Au vers 1495, 1525, 1543, on remarque la brutalité en à-plat du style coupé.

- Les vers 1542-1543 : «Pourquoi l'assassiner? Qu'a-t-il fait? À quel titre?

Qui te l'a dit?»,

où frémit la colère d’Hermione furent commentés par Proust, qui montra que le charme qu'on a l'habitude de leur trouver vient précisément de ce que le lien habituel de la syntaxe est volontairement rompu. «À quel titre?» se rapporte, non pas à «Qu'a-t-il fait?» qui le précède immédiatement, mais à

«Pourquoi l'assassiner?» Et «Qui te l'a dit?» se rapporte aussi à «assassiner». On peut, se rappelant un autre vers : «Qui vous l'a dit, Seigneur, qu'il me méprise?» (vers 550) supposer que «Qui te l'a dit?» est pour «Qui te l'a dit, de l'assassiner?». Ces zigzags de l'expression ne laissent pas d'obscurcir un peu le sens, et une grande actrice se montra plus soucieuse de la clarté du discours

que de l'exactitude de la prosodie en disant carrément : «Pourquoi l'assassiner? À quel titre? Qu'a-t-il fait?».

Intérêt psychologique

Pour Oreste, on constate que, comme à chacune de ses apparitions, se manifeste la fatatité qui le poursuit, et dont un des aspects l'oblige à dire exactement et en toutes circonstances le contraire de ce qui convient : vers 1526, 1531, 1533.

Dans le cas d’Hermione, cette scène nous expose les caractéristiques et les effets de la passion : elle rend aveugle, injuste, oublieux. Hermione ne se souvient même plus que c’est elle qui a donné à Oreste l’ordre de tuer Pyrrhus, et qu’Oreste n’a accompli cet acte qu’après bien des combats intérieurs.

Son illogisme éclaire les profondeurs de l'âme humaine. C’est surtout celui du fameux «Qui te l'a dit?» (vers 1543) qui donne une grandeur saisissante à la scène : il peut sembler exagéré, mais, si on le rapproche du «Qu’il mourût» du vieil Horace, on constate que ces deux exclamations suffiraient à définir l’art de Corneille et celui de Racine ; en effet, chez Corneille, l’exclamation ne surprend pas : elle correspond à l’attitude générale du personnage qui manifeste ainsi sa passion surhumaine du devoir patriotique ; mais, chez Racine, elle sert à traduire toute la complexité du cœur humain en proie à des passions contradictoires.

Comme Pascal, Racine sait que les sentiments ont leurs raisons, qui ne sont pas celles de la raison.

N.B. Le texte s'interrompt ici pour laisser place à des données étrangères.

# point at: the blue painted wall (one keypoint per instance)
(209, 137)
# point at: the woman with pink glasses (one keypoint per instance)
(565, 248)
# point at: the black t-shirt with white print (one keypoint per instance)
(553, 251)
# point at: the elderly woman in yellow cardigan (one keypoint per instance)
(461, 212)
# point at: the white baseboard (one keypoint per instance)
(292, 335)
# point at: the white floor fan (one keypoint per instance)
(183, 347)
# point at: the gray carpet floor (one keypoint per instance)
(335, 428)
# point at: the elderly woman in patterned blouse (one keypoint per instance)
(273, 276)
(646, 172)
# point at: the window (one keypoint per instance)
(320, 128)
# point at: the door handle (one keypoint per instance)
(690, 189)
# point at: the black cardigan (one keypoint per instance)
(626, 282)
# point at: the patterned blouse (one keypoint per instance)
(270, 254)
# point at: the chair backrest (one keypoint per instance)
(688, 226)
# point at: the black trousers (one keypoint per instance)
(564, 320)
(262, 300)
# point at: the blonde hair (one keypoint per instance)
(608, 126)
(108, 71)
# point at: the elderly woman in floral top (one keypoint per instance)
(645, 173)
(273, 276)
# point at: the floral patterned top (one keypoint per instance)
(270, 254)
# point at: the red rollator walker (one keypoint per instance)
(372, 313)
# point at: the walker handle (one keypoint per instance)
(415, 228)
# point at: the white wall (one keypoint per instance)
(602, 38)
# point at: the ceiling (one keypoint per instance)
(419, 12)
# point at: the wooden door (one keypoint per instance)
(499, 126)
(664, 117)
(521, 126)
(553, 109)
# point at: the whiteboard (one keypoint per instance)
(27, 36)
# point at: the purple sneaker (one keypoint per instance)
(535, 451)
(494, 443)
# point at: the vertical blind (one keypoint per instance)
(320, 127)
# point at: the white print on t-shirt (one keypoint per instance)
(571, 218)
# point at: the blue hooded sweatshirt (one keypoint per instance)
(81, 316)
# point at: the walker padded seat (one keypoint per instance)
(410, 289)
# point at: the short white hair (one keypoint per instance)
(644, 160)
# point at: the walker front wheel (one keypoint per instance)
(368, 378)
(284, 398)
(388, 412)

Un Oreste plus expérimenté aurait su «lire au fond de [la] pensée» d’Hermione : il aurait compris que la vision d'un Pyrrhus amoureux d'Andromaque déclencherait sa haine, mais que la vision d'un Pyrrhus assassiné réveillerait en elle I'amour. Et «cent fois» (vers 1550), Oreste aurait pu, à son gré, faire naître I'un ou l'autre sentiment, endroit et envers d'une même passion.

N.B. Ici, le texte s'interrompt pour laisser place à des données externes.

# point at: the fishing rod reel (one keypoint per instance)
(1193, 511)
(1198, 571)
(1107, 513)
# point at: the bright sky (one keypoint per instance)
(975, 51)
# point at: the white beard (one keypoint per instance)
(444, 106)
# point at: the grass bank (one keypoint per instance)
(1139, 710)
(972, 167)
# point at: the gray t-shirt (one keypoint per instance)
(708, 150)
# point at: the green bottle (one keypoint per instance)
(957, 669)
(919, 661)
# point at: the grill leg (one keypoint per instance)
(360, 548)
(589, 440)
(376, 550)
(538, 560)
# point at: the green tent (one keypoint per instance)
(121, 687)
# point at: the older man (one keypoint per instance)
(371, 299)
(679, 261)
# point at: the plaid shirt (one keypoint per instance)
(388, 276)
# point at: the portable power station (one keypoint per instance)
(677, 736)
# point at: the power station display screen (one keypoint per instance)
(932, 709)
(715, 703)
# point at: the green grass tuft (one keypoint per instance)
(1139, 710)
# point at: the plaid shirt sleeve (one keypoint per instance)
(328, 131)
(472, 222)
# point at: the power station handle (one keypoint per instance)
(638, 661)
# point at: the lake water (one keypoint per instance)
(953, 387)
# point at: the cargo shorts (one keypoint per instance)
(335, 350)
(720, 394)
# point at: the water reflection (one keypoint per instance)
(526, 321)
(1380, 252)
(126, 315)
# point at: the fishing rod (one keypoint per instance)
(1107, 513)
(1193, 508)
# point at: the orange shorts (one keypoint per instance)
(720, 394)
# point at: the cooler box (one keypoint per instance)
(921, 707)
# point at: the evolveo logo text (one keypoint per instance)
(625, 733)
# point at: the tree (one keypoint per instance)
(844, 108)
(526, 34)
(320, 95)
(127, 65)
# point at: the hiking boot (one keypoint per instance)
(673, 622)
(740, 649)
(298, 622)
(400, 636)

Fixée maintenant dans I'amour par la mort de Pyrrhus, Hermione regrette (vers 1600) les incertitudes et les balancements. Ses malheurs passés lui paraissent enviables auprès de son malheur présent.

L'orgueilleuse Hermione se fait très humble. Elle est pathétique parce qu’elle est vraie. Dans sa colère, dans son affolement, dans sa fureur de punir, il n’y a rien que les mouvements les plus simples, les plus directs, rien que le heurt de sentiments élémentaires : tuer parce que Pyrrhus la trahit, pardonner parce que, tout de même, elle l’aime. Mais, une fois le délire passé, et avec une grande clairvoyance, elle analyse son propre cœur, et en relève les contradictions (vers 1545-1564).

Doit-elle se rendre à l’évidence ou espérer encore contre toute espérance? Doit-elle frapper ou pardonner? Elle l’ignore jusqu’au bout, hésite jusqu’au dernier moment, en proie aux impulsions contradictoires de la passion. De cette sorte d’hypnose, l’irréparable une fois accompli vient la tirer brutalement : Pyrrhus est mort comme elle l’a voulu ; alors, par une suprême illusion, elle est toute amour pour celui qu’elle a fait périr, et sa haine se retourne contre le malheureux Oreste qu’elle accable de ses reproches, avec une féroce ironie sardonique. Aux vers 1545-1548, elle ne ment pas : elle est une autre à présent, ne se reconnaît plus dans la femme qui a ordonné à Oreste l’acte dont maintenant elle lui fait un crime. Pourquoi cette vérité? parce que Racine était Hermione, qu’il sentait, pensait comme elle.